In the present meta-analysis, the source of controls was considered as one source of heterogeneity based on the meta-regression. After adjusting for the source of controls, no significant heterogeneity was observed in PB studies (I 2=30.7%) or HB studies (I 2=29.5%) under genetic models, while significant heterogeneity still existed in the subgroup with both PB and HB sources of controls (I 2=67.1%). The association between the ESR1 PvuII polymorphism and CAD risk was still significant in HB studies and in studies with both PB and HB sources of controls, but not in PB studies, under the allele genetic model (C vs. T). The control population of HB studies might be disease-related, and therefore not representative of the general population. This could affect the reliability and authenticity of the findings. Therefore, the results of our present meta-analysis should be interpreted with caution.

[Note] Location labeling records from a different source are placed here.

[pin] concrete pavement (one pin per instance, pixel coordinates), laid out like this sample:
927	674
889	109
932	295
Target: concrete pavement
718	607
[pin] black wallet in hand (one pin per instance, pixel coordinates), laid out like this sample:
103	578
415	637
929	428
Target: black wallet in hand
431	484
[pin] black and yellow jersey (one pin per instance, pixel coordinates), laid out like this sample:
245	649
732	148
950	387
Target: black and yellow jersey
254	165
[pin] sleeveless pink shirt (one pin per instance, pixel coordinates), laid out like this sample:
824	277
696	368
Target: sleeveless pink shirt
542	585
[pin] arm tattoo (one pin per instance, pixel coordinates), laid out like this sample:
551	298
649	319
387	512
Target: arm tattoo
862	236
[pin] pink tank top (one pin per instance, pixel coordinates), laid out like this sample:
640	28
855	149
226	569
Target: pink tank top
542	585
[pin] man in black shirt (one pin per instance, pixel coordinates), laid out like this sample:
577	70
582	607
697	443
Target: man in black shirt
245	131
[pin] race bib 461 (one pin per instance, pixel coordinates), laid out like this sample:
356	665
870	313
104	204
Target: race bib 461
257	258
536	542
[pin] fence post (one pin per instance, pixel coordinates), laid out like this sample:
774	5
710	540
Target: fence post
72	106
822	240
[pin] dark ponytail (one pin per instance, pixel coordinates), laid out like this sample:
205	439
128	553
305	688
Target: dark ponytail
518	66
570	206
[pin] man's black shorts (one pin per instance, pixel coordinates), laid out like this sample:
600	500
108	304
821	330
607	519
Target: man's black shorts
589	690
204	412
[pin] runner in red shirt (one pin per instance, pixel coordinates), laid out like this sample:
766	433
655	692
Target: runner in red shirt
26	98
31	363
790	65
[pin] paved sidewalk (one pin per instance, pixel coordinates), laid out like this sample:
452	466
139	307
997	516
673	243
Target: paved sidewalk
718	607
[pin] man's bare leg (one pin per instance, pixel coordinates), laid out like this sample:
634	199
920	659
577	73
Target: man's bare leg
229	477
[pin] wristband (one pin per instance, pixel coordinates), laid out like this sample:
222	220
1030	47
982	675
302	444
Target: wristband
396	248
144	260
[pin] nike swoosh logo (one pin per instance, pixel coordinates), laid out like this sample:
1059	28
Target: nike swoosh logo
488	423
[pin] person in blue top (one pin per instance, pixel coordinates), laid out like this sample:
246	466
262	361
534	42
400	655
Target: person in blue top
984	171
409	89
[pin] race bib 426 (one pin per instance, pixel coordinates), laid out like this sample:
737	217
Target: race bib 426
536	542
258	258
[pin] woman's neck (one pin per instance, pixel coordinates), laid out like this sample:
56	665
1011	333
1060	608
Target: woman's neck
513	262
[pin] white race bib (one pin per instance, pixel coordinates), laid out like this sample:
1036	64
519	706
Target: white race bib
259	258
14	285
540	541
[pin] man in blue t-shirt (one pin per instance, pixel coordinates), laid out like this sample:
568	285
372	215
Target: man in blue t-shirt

There are several limitations in this current meta-analysis. First, the Egger’s test suggested the presence of a potential publication bias. Inevitable literature retrieval bias may exist in our study because we searched papers published in only English or Chinese language. Second, this meta-analysis focused only on the association between ESR1 c.454-397T>C single nucleotide polymorphisms (SNPs) and CAD risk, while potential interactions between genes were not considered. For example, Schuit et al. (2004) reported that postmenopausal women who carried the ESR1 haplotype 1 c.454-397 T allele and the c.454-351 A allele (T-A) had a higher susceptibility to MI. Third, due to incomplete information about the study populations, such as mean age and sex structure, we could not perform further analysis based on these potential confounding factors. The gender-specific role of the ESR1 PvuII polymorphism in CAD risk was reported previously. Kunnas et al. (2000) suggested that the ESR1 PvuII polymorphism contributed to a higher risk of CAD only in men in a Finnish population. Shearman et al. (2003) also reported that men with the PvuII CC genotype had a higher risk of MI. In contrast, Alevizaki et al. (2007) reported that the ESR1 polymorphism might influence the severity of CAD in postmenopausal women. In addition, as some young controls currently without CAD may suffer from CAD later in life, and age may also have an impact on the final results. The use of much stricter matching criteria between cases and controls may control these possible confounding factors to some extent.

In conclusion, our meta-analysis suggested that the ESR1 PvuII polymorphism may be associated with CAD susceptibility, especially among Asian populations. The results of the present meta-analysis may have important implications for clinical decisions, for example, whether to use hormone replacement therapy (HRT) (Stampfer and Colditz, 1991; Grady et al., 1992) for patients with cardiovascular diseases. Additionally, it raises the question of whether the ESR1 PvuII polymorphism could be considered as a candidate genetic marker to identify genetic susceptibility to CAD. Further well-designed studies with larger sample sizes are needed to clarify the effects of estrogen on the cardiovascular system and to elucidate the mechanism of action more clearly.

Acknowledgements

We thank Prof. R. H. ZHUGE from the University of Massachusetts Medical School (USA) for critical reading and language revision of the manuscript.

Compliance with ethics guidelines

Jie DING, Hui XU, Xiang YIN, Fu-rong ZHANG, Xiao-ping PAN, Yi-an GU, Jun-zhu CHEN, and Xiao-gang GUO declare that they have no conflict of interest.

This article does not contain any studies with human or animal subjects performed by any of the authors.